Sunday, October 25, 2015

How Alcohol Made America Great


 of the Free Beacon reviews Susan Cheever’s Drinking in America: Our Secret History.  A tasty taste:

There are crucial moments in American history Cheever attributes to our need for drink. The Mayflower landed in Cape Cod because the ship ran out of beer. The instigators of the Boston Tea Party got carried away after spending too much time at the Green Dragon tavern. Johnny Appleseed was beloved by settlers because the seeds he scattered resulted in sour apples—ideal for making hard cider. A more sober officer would not have sent his beleaguered troops back into battle the way Ulysses S. Grant did at Shiloh. “Grant had courage where none was called for,” Cheever writes. “He had confidence in the face of what a sober man might have thought of as a defeat.”
On the other hand, she points out that Gen. George Custer was not a drinker...

1 comment:

JMS said...

The kegger version of Leutze’s famous painting (Comedy Central’s Drunk History created a similar version in one of their promo ads) is amusing, but the statement that “the instigators of the Boston Tea Party got carried away after spending too much time at the Green Dragon tavern” is refuted by all of the evidence I’ve encountered. I am interested in what evidence Cheever presented.
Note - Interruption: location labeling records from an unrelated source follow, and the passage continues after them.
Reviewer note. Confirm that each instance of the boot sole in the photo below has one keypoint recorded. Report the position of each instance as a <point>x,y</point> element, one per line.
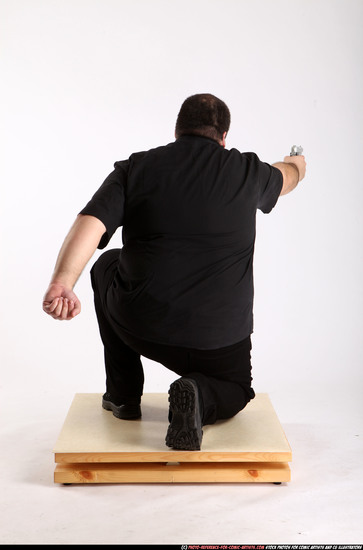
<point>120,411</point>
<point>185,429</point>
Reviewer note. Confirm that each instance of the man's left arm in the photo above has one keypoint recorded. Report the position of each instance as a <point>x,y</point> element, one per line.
<point>60,302</point>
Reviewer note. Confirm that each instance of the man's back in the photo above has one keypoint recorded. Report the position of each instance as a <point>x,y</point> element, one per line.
<point>185,270</point>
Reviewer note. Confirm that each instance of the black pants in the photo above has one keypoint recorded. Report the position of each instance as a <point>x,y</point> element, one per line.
<point>223,375</point>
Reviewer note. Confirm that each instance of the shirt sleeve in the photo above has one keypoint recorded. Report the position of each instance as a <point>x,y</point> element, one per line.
<point>108,203</point>
<point>270,185</point>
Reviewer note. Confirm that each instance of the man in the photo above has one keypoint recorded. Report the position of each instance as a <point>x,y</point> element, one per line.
<point>180,290</point>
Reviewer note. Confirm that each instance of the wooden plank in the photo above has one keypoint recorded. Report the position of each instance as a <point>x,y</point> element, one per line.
<point>189,472</point>
<point>172,456</point>
<point>91,434</point>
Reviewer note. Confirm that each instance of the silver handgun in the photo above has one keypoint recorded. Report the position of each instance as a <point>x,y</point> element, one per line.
<point>296,150</point>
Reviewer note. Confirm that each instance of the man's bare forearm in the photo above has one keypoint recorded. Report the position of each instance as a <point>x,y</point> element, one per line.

For 50-60 (or perhaps 100) men to maneuver 342 chests of tea = 92,616 pounds = 46 tons = 18,523,200 cups of tea from three ships into Boston harbor (at a lower than usual low-tide), without damaging other cargo, the ships or the men aboard (other than one padlock, which they subsequently replaced) could not possibly have been accomplished in three hours by anyone “carried away after spending too much time at the Green Dragon tavern.”

Of course that tavern hosted meetings of the Sons of Liberty, the North End Caucus and the Masonic St. Andrew’s Lodge. But while acknowledging the prodigious amounts of alcohol consumed by colonial Americans, any good historian should refrain from presuming or imagining that a drunken mob descended on Griffin’s wharf on that cold moonlit December evening.

John Adams’ claimed that the “sublimity of it, charms me.” After the Stamp Act, Governor Hutchinson house, Hancock’s Liberty ship and the “Boston massacre” mob actions or riots, the Sons of Liberty (Joseph Warren, Josiah Quincy, Paul Revere) and Samuel Adams’ North End Caucus wanted to be perceived as “acting constitutionally” by the powers that be in London.

So they consciously placed “a new emphasis on internal restraint” according to Pauline Maier. In her book, From Resistance to Revolution (pp. 274-277) she concluded that, “with conspicuous self-discipline, making ‘very little noise,’ taking care to prevent property damage other than to tea, and keeping plunder off-limits,” the “Boston tea party” achieved its “aim of ‘orderly resistance’.” Sounds like the only thing “carried away” was the tea, once the tide began rising.